3. A shell-and-tube cooler according to claim 2, characterized in that the fixing segments (32) are arranged in the length direction of the tube envelope (1).

4. A shell-and-tube cooler according to any one of claims 1-3, characterized in that the outer side wall of the tube shell (1) is provided with a liquid inlet (21) and a liquid outlet (22) penetrating the cooling chamber (2); one of the fixing plates (4) is arranged beside the liquid inlet (21).

5. The shell-and-tube cooler according to claim 4, characterized in that the side of the fixing plates (4) facing the liquid inlet (21) is provided with a thickening layer (42).

6. A shell and tube cooler according to any one of claims 1-3, characterised in that adjacent fixing plates (4) in the cooling chamber (2) are arranged offset.

7. A shell-and-tube cooler according to any one of claims 1-3, characterized in that the height of the fixing plate (4) is greater than or equal to the radius of the cross section of the tube envelope (1).

8. A shell-and-tube cooler according to any one of claims 1-3, characterized in that several of the inner tubes (3) are arranged equally spaced in the cooling chamber (2).

9. A shell and tube cooler according to any one of claims 1-3, characterised in that the cooling chamber (2) is provided with a water inlet tube panel (511) and a water outlet tube panel (521), respectively, on the left and right sides.

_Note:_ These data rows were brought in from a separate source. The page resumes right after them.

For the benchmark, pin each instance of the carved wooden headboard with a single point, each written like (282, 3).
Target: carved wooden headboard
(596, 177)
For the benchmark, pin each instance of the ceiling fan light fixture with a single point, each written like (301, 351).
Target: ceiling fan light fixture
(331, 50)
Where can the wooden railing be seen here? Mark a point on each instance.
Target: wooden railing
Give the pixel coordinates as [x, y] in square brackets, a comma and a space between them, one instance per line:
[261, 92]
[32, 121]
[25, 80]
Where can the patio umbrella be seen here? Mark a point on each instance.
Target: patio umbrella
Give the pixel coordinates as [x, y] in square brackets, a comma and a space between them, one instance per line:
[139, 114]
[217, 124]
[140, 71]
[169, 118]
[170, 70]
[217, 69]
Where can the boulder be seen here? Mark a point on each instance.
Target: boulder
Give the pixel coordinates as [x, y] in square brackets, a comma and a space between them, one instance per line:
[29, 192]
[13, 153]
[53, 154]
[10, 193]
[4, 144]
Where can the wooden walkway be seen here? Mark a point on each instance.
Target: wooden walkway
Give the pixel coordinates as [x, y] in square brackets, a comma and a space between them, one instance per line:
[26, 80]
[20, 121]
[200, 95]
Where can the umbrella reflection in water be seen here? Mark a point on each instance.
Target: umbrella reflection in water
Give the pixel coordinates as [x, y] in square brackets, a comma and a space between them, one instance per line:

10. The shell-and-tube cooler according to claim 9, wherein an inner side wall at one end of the tube shell (1) and an outer side wall of the water inlet pipe plate (511) are surrounded together to form a water inlet cavity (512), and an inner side wall at the other end of the tube shell (1) and an outer side wall of the water outlet pipe plate (521) are surrounded together to form a water outlet cavity (522); the left end and the right end of the inner pipe (3) are respectively communicated with the water inlet cavity (512) and the water outlet cavity (522).